While all lenses are always sharper stepped down it doesn't mean you still cant get very sharp pictures even fully open.
Its a lot also depends of the skills of the photographer.
Here is a picture of a bride I took with my Nikon 85mm 1.8G
F1.8 This is an awesome lens and I LOVE it!!!


----------



## Derrel (May 13, 2017)

Pretty bridal photo! Good use of the shallow DOF that 85/1.8 can produce.


----------



## goodguy (May 13, 2017)

Derrel said:


> Pretty bridal photo! Good use of the shallow DOF that 85/1.8 can produce.


Thanks Derrel, for this shot I could have used also my 50mm 1.8G but the look on the 85mm, the compression and insane sharpness is my go to lens for this type of pictures.


----------



## fmw (May 22, 2017)

The lens will have the same sharpness in the center of the frame at any aperture.  Stopping down improves corner sharpness, not sharpness at the center.  I second Darrel's comment that you are dealing with a depth of field issue not a lens issue.  I agree with the others that the bride portrait is outstanding.  The shorter lens improved depth of field.  Congratulations on the shot.


----------



## goodguy (May 23, 2017)

fmw said:


> I second Darrel's comment that you are dealing with a depth of field issue not a lens issue.  I agree with the others that the bride portrait is outstanding.  The shorter lens improved depth of field.  Congratulations on the shot.


Geee thanks


----------



## jaomul (May 26, 2017)

Yip, fab bride shot. You must have been very happy with that


----------



## goodguy (May 26, 2017)

jaomul said:


> Yip, fab bride shot.
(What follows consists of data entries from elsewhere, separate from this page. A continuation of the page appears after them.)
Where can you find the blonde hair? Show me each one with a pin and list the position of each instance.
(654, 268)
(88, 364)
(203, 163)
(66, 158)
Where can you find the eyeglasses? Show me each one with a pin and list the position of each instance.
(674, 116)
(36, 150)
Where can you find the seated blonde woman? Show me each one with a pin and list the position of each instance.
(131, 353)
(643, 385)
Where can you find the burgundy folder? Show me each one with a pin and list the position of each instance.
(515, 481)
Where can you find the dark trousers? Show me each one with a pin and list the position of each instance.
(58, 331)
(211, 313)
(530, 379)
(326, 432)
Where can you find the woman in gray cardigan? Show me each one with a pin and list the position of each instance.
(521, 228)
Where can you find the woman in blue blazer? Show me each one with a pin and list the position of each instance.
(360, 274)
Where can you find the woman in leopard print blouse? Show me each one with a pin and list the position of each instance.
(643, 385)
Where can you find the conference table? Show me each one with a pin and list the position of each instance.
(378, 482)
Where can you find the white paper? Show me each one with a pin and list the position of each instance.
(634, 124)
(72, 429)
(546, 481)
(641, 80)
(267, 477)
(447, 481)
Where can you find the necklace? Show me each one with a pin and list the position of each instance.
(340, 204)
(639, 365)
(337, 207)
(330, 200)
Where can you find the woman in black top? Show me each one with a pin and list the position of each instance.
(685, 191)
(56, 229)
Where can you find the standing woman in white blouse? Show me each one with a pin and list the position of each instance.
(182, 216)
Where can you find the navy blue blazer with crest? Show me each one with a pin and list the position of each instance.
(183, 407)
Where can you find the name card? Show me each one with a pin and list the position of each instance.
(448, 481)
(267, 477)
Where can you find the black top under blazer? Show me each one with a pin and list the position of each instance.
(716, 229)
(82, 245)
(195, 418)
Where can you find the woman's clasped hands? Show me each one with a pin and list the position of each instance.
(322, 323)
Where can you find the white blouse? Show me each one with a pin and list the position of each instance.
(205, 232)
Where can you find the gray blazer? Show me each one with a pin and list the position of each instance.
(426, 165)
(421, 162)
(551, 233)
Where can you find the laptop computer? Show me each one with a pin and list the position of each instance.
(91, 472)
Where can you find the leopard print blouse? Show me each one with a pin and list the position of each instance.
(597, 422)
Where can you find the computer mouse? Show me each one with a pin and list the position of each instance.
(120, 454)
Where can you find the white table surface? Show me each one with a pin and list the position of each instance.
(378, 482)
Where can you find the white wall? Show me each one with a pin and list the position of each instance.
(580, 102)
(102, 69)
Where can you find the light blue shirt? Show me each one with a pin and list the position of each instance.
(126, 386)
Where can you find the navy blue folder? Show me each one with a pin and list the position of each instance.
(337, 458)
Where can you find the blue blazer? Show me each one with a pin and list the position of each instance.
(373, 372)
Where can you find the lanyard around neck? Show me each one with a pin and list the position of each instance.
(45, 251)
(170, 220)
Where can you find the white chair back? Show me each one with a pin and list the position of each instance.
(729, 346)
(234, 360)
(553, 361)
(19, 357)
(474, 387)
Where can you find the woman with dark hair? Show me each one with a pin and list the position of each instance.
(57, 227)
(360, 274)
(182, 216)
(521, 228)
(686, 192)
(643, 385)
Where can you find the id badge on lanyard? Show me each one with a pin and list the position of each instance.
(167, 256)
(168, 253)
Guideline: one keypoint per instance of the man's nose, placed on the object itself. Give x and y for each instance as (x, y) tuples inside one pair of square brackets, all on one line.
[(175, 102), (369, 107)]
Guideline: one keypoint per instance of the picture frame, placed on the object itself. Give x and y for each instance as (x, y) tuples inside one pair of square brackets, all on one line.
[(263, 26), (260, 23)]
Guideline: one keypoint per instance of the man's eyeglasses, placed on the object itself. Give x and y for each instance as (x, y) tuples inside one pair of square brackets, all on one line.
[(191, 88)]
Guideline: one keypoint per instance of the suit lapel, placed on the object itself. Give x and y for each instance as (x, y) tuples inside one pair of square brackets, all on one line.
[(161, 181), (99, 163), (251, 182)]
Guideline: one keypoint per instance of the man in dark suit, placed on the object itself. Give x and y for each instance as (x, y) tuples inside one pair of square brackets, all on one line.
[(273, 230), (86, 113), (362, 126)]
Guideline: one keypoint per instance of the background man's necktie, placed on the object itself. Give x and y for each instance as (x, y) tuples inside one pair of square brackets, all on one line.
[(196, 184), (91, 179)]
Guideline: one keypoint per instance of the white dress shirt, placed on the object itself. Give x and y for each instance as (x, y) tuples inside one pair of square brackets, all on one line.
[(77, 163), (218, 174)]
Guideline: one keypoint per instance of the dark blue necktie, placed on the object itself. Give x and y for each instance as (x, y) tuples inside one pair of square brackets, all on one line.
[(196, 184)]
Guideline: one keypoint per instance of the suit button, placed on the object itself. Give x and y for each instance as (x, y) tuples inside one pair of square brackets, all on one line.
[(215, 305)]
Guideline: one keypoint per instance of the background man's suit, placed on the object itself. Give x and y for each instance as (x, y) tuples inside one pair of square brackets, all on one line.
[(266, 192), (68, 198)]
You must have been very happy with that


Thank you 
Yes I like this one, use it in my wedding service ads


----------



## benhasajeep (Jun 11, 2017)

As already discussed shooting at f1.8 is a very shallow DOF.  The closer you get the shallower it gets.  I second the first response to do a focus test with the lens.  Can print a chart (there are free ones, don't fall for the paid for one's).  Or can be done with a simple yard stick.  Or even accurately drawn lines on cardboard (equal spacing whole length).

Not all Nikons have fine focus adjustment.  Deppends on your body.

I have the D version of the lens, and I have had no reason to sell it or trade up to newer version.


----------



## Shehzad (Feb 7, 2019)

PaulWog said:


> The lens should be very sharp even at f1.8.
> 
> *Common mistakes:*
> - Focusing on the nose instead of the eyes
> ...


Very very informative post,really
I have problem may u solve.i am beginner,just got 85mm 1.8 at 610 body.
When I was done a couple shot before some days,I was shocked when I found that both were not properly..bride eyes n near area was sharp but her jewellery or dress were not sharp.
Pls advice what I can do when
I WANT COUPLE FULL LENGTH PICTURE PIN SHARP WITH BLUR BACKGROUND.
thanks


----------



## D7K (Feb 7, 2019)

shoot it at 2.8 or even at 4 and get the eye in focus, distance to subject matters so as suggested test it out - I had that lens and it's superb..


----------



## D7K (Feb 7, 2019)

"I WANT COUPLE FULL LENGTH PICTURE PIN SHARP WITH BLUR BACKGROUND."

Full length at that distance, maybe try f4 or f5.6 and space the subjects away from the background.


----------



## Shehzad (Feb 7, 2019)

D7K said:


> "I WANT COUPLE FULL LENGTH PICTURE PIN SHARP WITH BLUR BACKGROUND."
> 
> Full length at that distance, maybe try f4 or f5.6 and space the subjects away from the background.


Sooooo thanks for kind n quick reply


----------



## Designer (Feb 7, 2019)

Shehzad said:


> Pls advice what I can do when
> I WANT COUPLE FULL LENGTH PICTURE PIN SHARP WITH BLUR BACKGROUND.


I understand your frustration, but I actually answered your question in your other thread. 

I advised you to learn something about depth of field (DOF) (or depth of focus is you prefer).  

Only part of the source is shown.